Strong Aftershocks Test Nerves on Greek Island After Qu…

KOS, Greece — Crews of experts began examining the damage to cultural monuments and infrastructure on the eastern Greek island of Kos on Saturday, a day after a powerful earthquake killed two tourists and injured nearly 500 others in the Aegean Sea region that stretches to Turkey’s sprawling coast.

Residents and tourists were still jittery as a series of aftershocks Saturday night continued to rock the island. A tremor measuring a preliminary 4.4 magnitude struck at 8:09 p.m. (1709 GMT) Saturday, sending residents and restaurant customers scurrying toward the middle of the town’s main square, as far away as possible from buildings.

Sixteen minutes later, a second 4.6-magnitude tremor struck, the Athens Geodynamics Institute reported. The first tremor had its epicenter only 20 kilometers (12.5 miles) northeast of Kos at a depth of 10 kilometers (6.2 miles).

Hundreds of residents and tourists spent Friday night sleeping outdoors on the island, too afraid to return to their homes or hotels after the quake that struck early Friday. Many camped out in parks and olive groves, or slept in their cars or on beach and swimming pool lounge chairs.

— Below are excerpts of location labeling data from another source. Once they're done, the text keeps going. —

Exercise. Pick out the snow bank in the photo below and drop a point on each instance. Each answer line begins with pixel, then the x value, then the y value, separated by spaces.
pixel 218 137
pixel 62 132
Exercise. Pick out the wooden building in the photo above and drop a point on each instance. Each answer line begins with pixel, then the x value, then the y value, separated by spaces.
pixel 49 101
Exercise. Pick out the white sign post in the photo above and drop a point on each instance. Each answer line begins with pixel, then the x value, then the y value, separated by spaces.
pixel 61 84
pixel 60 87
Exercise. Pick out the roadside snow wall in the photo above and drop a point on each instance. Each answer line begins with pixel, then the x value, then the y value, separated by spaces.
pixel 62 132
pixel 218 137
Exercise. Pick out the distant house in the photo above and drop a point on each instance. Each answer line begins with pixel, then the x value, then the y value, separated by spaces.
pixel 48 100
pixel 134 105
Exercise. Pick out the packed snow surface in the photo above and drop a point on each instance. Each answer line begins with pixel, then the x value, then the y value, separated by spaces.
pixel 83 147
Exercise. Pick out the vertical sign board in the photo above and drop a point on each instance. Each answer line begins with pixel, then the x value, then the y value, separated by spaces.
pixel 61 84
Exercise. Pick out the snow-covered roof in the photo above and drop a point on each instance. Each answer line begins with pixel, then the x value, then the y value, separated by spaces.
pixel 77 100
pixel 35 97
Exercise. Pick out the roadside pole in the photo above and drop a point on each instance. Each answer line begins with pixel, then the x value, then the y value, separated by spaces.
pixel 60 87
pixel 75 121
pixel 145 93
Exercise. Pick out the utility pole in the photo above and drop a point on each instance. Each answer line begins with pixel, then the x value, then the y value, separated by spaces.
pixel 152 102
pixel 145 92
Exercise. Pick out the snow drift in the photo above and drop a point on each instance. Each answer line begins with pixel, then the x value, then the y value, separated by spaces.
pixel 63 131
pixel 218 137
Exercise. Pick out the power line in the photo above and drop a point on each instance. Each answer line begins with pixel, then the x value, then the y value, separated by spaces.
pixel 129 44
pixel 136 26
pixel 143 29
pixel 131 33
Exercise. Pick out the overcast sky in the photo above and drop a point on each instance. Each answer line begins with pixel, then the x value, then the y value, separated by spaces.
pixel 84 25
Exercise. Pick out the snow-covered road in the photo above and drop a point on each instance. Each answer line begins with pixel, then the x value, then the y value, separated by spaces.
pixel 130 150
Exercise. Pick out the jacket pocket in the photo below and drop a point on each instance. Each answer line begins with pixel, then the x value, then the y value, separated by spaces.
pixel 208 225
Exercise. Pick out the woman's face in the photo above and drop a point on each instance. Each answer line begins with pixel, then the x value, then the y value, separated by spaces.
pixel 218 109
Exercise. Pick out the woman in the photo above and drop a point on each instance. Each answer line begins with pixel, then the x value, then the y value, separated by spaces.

The aftershocks Saturday night meant that many would spend a second night outdoors.

During the day in Kos, churches, an old mosque, the port’s 14th-century castle and other old buildings that suffered in the quake were being checked by archaeologists and experts from Greece’s Culture Ministry.

The U.S. Geological Survey measured the quake Friday at magnitude 6.7, with Greek and Turkish estimates a fraction lower. Two men, a Turk and a Swede, were killed when a wall collapsed into a popular bar in the Old Town of Kos.

The most seriously injured in Greece were airlifted to hospitals on the mainland and the southern island of Crete, and at least two were still in critical condition Saturday.




Image: Two deaths from earthquake-related damage on island of Kos

A man looks at a car crushed under rubble near the port, following an earthquake on the island of Kos, Greece, on July 22, 2017.